Nie wiem, czy oglądałeś tę walkę (mówię o rewanżu), ale było dokładnie odwrotnie. Joshua szukał okazji do wymian cios na cios, kiedy Usyk wchodził mu w zasięg. I wyglądało to całkiem nieźle, ale Usyk to geniusz, który na wszystko ma odpowiedź i ten temat też ogarnął.
"Joshua z najlepszych lat nokatuje Usyka. "
'Joshua z najlepszych lat' przegrał z Ruizem. I wcale nie wyglądał z nim słabo - wyglądał jak zawsze, i jak zawsze miał przeciwnika na deskach i poszedł po KO. Tyle że każdy, kto idzie po nokaut, prędzej czy póxniej dostanie kontrę i AJ akurat dostał z Ruizem.
Joshua z Usykiem miał dobrą taktykę i w rewanżu walczył dobrze. Problem leży gdzie indziej - jeśli ktoś nie docenia Usyka, to nie rozumie boksu. Ogląda, nie rozumie tego co zobaczył, i jest sfrustrowany, że było inaczej niż przewidywał.
Wiem jedno kres Antka jest bardzo bliski
. zostanie zweryfikowany brutalnie najdalej w drugiej trzeciej walce jeśli mu się uda z Wilderem..Whyta raczej przejdzie..
Obejrzyj walki Joshuy do walki z Takamem a później od walki z Povietkinem. Tu jest znacząca różnica bo w walce z Povietkinem to już nie był ten sam AJ.
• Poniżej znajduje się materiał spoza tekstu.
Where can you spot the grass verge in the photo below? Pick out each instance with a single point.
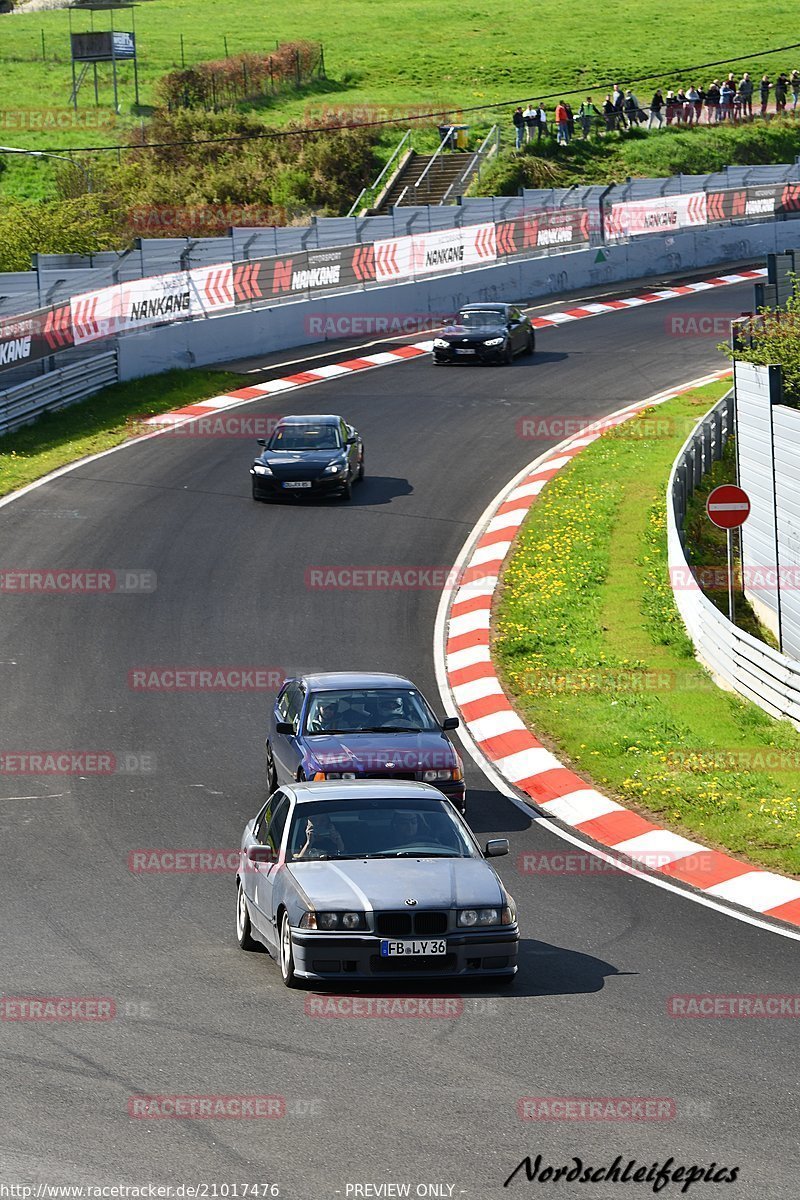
(590, 646)
(100, 423)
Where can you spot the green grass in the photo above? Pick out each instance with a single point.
(385, 54)
(102, 421)
(591, 647)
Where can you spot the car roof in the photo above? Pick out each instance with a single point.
(311, 419)
(336, 679)
(379, 789)
(498, 307)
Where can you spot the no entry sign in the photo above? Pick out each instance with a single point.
(728, 507)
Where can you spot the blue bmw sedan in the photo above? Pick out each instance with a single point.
(347, 726)
(372, 880)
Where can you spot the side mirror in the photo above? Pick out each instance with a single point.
(260, 855)
(497, 846)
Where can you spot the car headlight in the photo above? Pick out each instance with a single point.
(476, 917)
(330, 921)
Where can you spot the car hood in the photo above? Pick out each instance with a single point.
(385, 883)
(299, 457)
(473, 334)
(373, 751)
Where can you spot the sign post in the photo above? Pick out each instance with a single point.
(728, 508)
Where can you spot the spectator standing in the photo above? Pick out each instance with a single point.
(713, 102)
(518, 126)
(669, 107)
(587, 115)
(561, 124)
(681, 106)
(746, 94)
(609, 113)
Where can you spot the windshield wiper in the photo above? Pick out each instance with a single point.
(391, 729)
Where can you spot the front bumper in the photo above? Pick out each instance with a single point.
(482, 353)
(331, 957)
(269, 486)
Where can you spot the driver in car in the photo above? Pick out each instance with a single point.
(323, 839)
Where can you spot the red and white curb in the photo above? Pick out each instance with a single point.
(513, 751)
(414, 351)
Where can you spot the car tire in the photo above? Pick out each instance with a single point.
(244, 929)
(286, 954)
(271, 772)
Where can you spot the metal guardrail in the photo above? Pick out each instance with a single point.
(745, 664)
(24, 402)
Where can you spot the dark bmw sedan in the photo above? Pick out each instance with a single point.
(485, 333)
(372, 881)
(308, 456)
(347, 726)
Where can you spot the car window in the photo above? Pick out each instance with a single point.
(277, 821)
(370, 709)
(305, 437)
(377, 828)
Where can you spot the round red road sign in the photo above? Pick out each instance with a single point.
(728, 507)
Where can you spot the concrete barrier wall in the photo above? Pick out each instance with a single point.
(268, 330)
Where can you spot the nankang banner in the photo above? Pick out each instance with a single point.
(23, 339)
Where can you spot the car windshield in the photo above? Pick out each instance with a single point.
(305, 437)
(378, 828)
(368, 711)
(475, 318)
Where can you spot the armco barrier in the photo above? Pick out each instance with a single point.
(23, 403)
(735, 658)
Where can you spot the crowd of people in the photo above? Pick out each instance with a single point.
(728, 101)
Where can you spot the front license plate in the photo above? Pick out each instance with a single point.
(411, 949)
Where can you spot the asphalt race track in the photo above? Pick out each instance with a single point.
(367, 1101)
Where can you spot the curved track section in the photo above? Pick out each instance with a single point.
(367, 1101)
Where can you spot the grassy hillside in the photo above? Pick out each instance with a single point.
(377, 54)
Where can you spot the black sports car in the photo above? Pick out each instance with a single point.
(485, 333)
(308, 456)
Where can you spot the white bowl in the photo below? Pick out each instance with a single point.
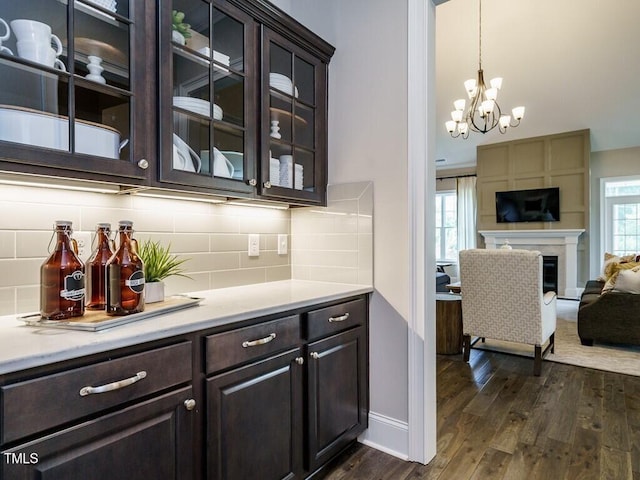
(41, 129)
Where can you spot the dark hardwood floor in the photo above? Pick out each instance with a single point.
(497, 421)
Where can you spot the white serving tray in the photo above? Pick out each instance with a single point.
(96, 320)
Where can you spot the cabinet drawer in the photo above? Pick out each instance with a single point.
(36, 405)
(336, 318)
(227, 349)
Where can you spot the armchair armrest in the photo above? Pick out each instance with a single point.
(548, 297)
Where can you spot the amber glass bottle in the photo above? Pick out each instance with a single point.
(62, 282)
(97, 268)
(125, 275)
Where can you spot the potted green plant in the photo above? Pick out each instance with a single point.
(159, 264)
(180, 29)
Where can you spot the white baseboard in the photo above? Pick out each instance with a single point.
(387, 435)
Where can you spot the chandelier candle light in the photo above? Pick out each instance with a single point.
(484, 113)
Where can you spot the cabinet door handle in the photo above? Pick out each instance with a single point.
(84, 391)
(341, 318)
(260, 341)
(143, 163)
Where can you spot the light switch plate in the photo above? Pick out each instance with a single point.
(282, 244)
(254, 245)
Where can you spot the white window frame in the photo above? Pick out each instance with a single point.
(606, 226)
(442, 247)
I tu nie chodzi o to, że zaczął się bić rozsądniej, tylko tam już jest coś nie tak z głową do boksu, co zresztą często widać u bokserów, którzy dostali mocne bęcki/nokaut.
Kliczko nie zaryzykował ostrzejszej walki z Furym, który boksersko był lepszy i przegrał.
Joshua w walce z Kliczko zaryzykował bo czysto boksersko był słabszy, ale nadrabiał siłą, mocnym ciosem i lepszym półdystansem i walkę wygrał, pomimo, że prawie przegrał przez kondycję.
To jest tylko kwestia psychiki, czy ktoś potrafi zaryzykować wtedy kiedy trzeba. Joshua zawalił sprawę z Usykiem i zdecydowanie nie wykorzystał pełnego potencjału i to jest fakt.